Michael Roberts On Hymns From A Meadow
“A Prayer in Spring” and “Rose Pogonias” come from Robert Frost’s poetry collection, A Boy’s Will (1913). Together with settings of two other poems from the same collection, “In Hardwood Groves” and “Stars” (performed by PEV this past December), they form a cycle I call Hymns from a Meadow.
The Hymns start with the summertime “saturated meadow” described in “Rose Pogonias” and imagine it transformed through the seasons so richly depicted in the remaining poems.
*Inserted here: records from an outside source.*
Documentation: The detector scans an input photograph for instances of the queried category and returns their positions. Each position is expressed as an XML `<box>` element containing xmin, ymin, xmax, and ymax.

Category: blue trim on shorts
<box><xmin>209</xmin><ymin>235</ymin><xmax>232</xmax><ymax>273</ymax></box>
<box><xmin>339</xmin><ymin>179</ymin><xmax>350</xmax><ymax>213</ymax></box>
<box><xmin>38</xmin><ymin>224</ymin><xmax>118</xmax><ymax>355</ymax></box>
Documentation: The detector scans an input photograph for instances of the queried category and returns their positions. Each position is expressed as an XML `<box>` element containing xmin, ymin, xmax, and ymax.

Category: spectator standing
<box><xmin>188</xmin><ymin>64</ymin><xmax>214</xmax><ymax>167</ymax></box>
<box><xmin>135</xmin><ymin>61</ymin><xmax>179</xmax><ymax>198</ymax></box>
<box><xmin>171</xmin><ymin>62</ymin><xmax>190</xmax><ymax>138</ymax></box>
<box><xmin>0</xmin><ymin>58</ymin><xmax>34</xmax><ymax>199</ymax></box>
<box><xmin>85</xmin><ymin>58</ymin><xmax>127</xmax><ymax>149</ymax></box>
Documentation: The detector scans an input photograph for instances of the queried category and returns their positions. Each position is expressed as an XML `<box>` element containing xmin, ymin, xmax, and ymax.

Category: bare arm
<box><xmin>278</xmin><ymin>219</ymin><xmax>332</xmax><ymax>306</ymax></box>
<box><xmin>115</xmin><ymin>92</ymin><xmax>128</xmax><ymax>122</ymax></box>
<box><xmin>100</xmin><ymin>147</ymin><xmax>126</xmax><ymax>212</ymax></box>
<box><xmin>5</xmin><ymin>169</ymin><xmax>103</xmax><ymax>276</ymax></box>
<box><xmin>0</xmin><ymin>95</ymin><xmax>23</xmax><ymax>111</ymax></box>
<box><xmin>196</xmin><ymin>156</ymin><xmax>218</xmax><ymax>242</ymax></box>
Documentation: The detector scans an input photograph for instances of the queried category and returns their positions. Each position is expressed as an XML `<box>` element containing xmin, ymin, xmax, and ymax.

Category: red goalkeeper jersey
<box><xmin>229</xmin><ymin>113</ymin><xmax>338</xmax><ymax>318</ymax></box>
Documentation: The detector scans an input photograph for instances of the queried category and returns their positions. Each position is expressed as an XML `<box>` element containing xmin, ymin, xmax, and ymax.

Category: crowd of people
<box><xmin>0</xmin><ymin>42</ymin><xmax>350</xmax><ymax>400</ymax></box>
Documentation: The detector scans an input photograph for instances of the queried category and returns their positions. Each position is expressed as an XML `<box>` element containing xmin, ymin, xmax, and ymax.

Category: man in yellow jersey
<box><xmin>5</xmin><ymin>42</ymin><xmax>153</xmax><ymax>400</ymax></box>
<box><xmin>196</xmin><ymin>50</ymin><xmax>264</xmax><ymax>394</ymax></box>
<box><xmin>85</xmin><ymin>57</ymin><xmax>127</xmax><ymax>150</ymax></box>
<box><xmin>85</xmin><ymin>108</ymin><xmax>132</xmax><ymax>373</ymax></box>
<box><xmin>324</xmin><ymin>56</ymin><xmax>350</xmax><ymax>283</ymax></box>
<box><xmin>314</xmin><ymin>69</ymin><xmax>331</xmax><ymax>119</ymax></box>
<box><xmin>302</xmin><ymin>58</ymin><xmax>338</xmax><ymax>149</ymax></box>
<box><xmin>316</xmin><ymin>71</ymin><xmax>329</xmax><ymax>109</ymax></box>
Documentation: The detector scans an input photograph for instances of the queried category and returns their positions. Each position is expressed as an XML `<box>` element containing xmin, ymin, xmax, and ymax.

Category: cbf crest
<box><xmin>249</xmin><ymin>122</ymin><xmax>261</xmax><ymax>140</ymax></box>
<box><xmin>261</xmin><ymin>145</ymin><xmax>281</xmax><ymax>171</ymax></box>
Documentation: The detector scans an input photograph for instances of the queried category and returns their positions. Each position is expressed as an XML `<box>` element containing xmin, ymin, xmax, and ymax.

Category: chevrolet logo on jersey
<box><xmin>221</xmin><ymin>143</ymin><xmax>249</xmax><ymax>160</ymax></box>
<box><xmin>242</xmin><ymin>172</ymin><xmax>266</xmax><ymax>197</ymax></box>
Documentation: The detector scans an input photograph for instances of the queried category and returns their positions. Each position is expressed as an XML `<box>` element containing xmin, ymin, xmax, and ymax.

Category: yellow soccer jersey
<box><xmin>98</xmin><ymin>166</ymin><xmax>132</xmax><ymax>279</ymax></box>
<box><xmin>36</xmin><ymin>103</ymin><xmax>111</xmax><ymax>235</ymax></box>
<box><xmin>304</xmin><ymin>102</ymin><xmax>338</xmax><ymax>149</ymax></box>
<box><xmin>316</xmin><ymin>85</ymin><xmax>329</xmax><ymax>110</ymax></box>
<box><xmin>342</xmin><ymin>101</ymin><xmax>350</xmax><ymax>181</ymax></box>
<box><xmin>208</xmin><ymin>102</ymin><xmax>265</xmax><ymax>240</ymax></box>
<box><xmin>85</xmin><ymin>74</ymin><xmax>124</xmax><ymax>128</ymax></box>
The conceit of all four poems taking place in this same meadow is my own; as a nostalgic New Englander I couldn’t resist the idea of spending four seasons in a Frostian Eden somewhere in Vermont or New Hampshire, imagined though it may be.
I call these “hymns” because I consider Frost’s poems to be sacred texts. Though betraying obvious skepticism when it comes to a monolithic God, the poems leave no doubt that, for Frost, the sacred lay right outside his back door. “There we bowed us in the burning, As the sun’s right worship is,” he tells us in “Rose Pogonias.” In “A Prayer in Spring,” he contemplates the riot of flowers, bees, and birds, and concludes that “this is love and nothing else is love.” Every line is flush with reverence; the seemingly ordinary is somehow always revealed to be a miracle.
– Michael T. Roberts
The above two pieces will be performed in PEV’s Spring 2018 Concert.